Kaimingjie germ weapon attack

The Kaimingjie germ weapon attack was a Japanese biological warfare bacterial germ strike against Kaimingjie, an area of the port of Ningbo in the Chinese province of Zhejiang in October 1940, during the Second Sino-Japanese War.

The attack was a joint Unit 731 and Unit 1644 endeavour. Bubonic plague was the area of greatest interest to the doctors of these units. Six different plague attacks were conducted in China during the war.

Using airdropped wheat, corn, scraps of cotton cloth and sand infested with plague infected fleas, an outbreak was started that resulted in a hundred deaths, infections and mild to severe bodily mutilations.
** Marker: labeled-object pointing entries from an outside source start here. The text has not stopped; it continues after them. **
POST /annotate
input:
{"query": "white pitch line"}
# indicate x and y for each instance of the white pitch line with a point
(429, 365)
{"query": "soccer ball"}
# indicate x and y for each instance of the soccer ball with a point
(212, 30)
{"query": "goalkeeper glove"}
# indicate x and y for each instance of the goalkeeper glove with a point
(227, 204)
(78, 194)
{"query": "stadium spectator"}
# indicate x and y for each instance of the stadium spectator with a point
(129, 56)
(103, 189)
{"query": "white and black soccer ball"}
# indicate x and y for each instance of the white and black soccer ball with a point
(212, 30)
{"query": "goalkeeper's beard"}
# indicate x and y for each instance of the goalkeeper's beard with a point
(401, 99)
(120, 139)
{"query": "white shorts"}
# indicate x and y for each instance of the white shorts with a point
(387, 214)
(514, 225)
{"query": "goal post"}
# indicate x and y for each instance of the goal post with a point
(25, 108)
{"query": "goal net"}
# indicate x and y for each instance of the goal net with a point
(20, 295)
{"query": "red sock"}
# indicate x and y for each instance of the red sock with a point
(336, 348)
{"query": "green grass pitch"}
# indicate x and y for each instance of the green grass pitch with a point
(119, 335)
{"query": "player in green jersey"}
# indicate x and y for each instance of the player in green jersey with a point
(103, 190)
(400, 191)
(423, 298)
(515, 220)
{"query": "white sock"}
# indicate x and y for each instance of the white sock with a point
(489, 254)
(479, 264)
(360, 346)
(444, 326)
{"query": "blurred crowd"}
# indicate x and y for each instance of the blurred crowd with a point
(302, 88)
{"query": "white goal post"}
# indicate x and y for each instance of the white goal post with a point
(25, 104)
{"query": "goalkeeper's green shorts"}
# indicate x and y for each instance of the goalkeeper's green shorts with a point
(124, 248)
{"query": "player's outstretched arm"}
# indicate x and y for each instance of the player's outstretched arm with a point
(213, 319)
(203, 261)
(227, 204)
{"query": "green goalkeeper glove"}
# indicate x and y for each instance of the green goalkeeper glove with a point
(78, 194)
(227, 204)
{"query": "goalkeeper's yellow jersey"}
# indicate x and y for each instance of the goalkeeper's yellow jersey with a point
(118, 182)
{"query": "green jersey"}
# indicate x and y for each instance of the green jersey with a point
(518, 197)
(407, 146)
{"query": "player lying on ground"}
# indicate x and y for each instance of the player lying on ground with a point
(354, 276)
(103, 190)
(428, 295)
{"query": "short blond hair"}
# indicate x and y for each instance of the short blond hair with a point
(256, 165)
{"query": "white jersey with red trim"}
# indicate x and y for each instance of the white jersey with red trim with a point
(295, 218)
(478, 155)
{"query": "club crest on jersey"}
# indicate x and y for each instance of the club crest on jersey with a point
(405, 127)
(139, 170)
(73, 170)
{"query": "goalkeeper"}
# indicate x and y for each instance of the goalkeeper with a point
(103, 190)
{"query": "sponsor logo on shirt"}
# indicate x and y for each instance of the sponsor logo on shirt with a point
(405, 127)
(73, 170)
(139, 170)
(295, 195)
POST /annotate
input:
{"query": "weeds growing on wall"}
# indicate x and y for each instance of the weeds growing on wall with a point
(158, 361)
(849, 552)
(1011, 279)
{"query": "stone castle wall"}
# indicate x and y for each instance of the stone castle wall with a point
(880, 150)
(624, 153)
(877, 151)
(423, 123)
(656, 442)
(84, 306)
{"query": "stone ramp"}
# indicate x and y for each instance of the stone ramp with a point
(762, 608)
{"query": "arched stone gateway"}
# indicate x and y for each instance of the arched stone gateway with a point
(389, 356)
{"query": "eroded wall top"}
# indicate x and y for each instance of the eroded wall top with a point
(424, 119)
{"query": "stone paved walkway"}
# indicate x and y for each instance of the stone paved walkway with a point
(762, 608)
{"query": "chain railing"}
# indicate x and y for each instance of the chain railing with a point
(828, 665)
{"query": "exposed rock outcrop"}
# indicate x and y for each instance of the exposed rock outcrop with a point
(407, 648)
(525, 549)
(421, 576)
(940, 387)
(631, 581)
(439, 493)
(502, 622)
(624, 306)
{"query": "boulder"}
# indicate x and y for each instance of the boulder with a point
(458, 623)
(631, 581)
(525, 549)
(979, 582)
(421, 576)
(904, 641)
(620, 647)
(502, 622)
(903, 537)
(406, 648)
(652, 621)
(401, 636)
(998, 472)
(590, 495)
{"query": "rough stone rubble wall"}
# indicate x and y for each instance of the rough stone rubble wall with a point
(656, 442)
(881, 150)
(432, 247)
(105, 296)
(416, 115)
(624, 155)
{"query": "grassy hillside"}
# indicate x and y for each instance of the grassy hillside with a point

The area was evacuated and a 14-foot (4.3 m) wall was built around it to enforce a quarantine, then burned to the ground to eradicate the disease.

A later attack in 1942 on the same area by the two units led to the development of their final delivery system: airdropped ceramic bombs. Some work was conducted during the war with the use of liquid forms of the pathogen agents but the results were unsatisfactory for the researchers.

The attacks were formed on the research of units 731 and 1644. These units researched the effects of various chemicals and pathogens that had the potential to be used as biological weapons on soldiers and civilians. The aim of the development of these biological weapons was the use of the weapons to further expand the Japanese empire across Asia.

These units were arms of the Japanese top-secret biological weapons program. The program was headed by General Shirō Ishii. He devised the plans for the Kaimingjie germ weapon attack and played a major role in the Japanese biological weapons program, specifically through fundraising.